Wrinkle 8: Yes, the Einstein who got himself stationed at that low-priority, wild-frontier, middle-of-nowhere border station had written the wrong entry number on my visa. The one in the database assigned to my passport number did not match the handwritten one on my visa. No match. No more action on this until somebody changed the number, which I couldn't do, and which the woman in the women's office couldn't do with the pen in her hand, because any change also has to have a stamp. I must say, a lot of countries have a lot of love for stamps. This is one of them. Back outside. At this point the sensei said don't worry, he'd take care of it getting the number changed and get back to us. We were unconvinced.
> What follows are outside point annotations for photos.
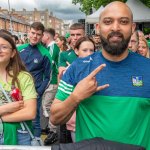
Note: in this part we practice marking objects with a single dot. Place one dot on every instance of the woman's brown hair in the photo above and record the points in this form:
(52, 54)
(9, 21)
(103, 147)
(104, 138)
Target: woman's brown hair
(64, 46)
(15, 64)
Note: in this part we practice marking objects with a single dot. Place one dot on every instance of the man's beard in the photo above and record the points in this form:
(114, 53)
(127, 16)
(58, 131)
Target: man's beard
(115, 48)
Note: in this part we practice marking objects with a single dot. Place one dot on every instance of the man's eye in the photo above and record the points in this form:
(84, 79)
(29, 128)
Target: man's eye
(107, 21)
(124, 21)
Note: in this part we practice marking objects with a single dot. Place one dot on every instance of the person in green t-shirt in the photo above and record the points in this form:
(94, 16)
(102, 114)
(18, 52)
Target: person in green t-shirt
(14, 75)
(110, 92)
(77, 30)
(49, 94)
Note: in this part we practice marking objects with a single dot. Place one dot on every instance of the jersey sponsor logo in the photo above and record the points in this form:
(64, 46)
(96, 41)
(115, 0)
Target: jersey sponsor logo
(137, 81)
(87, 61)
(36, 61)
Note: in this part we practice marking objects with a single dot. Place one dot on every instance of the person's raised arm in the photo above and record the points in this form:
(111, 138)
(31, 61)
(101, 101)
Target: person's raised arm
(61, 111)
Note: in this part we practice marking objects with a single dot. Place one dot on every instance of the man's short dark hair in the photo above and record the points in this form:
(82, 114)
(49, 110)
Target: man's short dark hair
(37, 26)
(77, 26)
(51, 31)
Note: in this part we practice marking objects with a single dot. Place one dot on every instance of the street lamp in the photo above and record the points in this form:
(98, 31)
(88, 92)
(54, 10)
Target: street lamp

Wrinkle 9: While trying really hard to get the sensei to stick with us and with this project, we ran into another sensei, who had helped Steve with his paperwork. This guy is actually kind of a power-player, with some very well placed tribal connections and an ability to get things done. He seemed to believe the first sensei was underperforming, and said he'd take care of it. Go ahead: imagine for yourself the alpha-male tribal-rivalry striving that ensued, the bossing around, the push-backs, all taking place entirely (from our perspective) in body language. A lot of waiting around inside the main hall. A computer system shutdown. Noon prayer. When we left, Sensei 1 had my passport and Steve's iqama, and Sensei 2 was going to meet us at the mall later in the afternoon so he could magically open that office and get my biometrics done. We were skeptical but without options.
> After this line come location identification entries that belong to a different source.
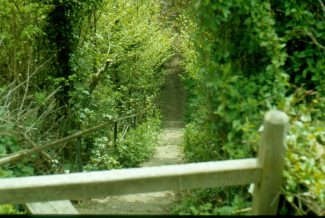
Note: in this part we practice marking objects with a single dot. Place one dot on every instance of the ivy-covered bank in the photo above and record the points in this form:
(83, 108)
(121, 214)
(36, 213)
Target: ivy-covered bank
(243, 58)
(66, 66)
Wrinkle 10: A term everyone understands in this part of the world is wasta. I saw a cartoon at a souvenir stand this morning that explains it quite well. Joe Camel is lounging on one elbow surveying his domain and the caption says "Wasta: It's not what you know. It's who you know." Early that afternoon we got a call from somebody at Steve's office saying my iqama was there. Wait--do you mean my passport is there and I need to pick it up before going on to get my picture? No, the finished iqama. Finished. Done. Legal. I have no idea what happened. I'm confident wasta was involved. I'm not asking whose or how. However this journey got finished for me, I'm grateful. I'm just taking my iqama and going on on vacation next week.
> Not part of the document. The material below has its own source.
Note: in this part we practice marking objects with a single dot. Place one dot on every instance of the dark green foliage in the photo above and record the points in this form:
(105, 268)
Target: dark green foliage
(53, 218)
As a new kid, I get asked a lot how I like it here. It's a tough question to answer. If I say "This place is crazy" it sounds as if I hate it. Plenty of people think the U.S. is crazy. Go for it. I do, too, often enough. If I say "I love it!" I sound ridiculous, as if I'm so stupidly diplomatic I'm going to straight lie when we both know how crazy it is. I need both answers: This place is crazy. And I love being here. A new friend expressed it exactly. She said she loves being in a place where tourists don't come, knowing that not very many people get to see the things we see. She loves living in a way that's completely different from the rest of the world. Agreed. But now that I've got that precious card, I'm going to use it, jet off, and go lie on a South Pacific beach for a couple of weeks. Because the opportunity to do that is also part of living here. I'll be back with/among/alongside you in a couple of weeks!
Makes our congressional gridlock and complete inadequacy seem almost cosy.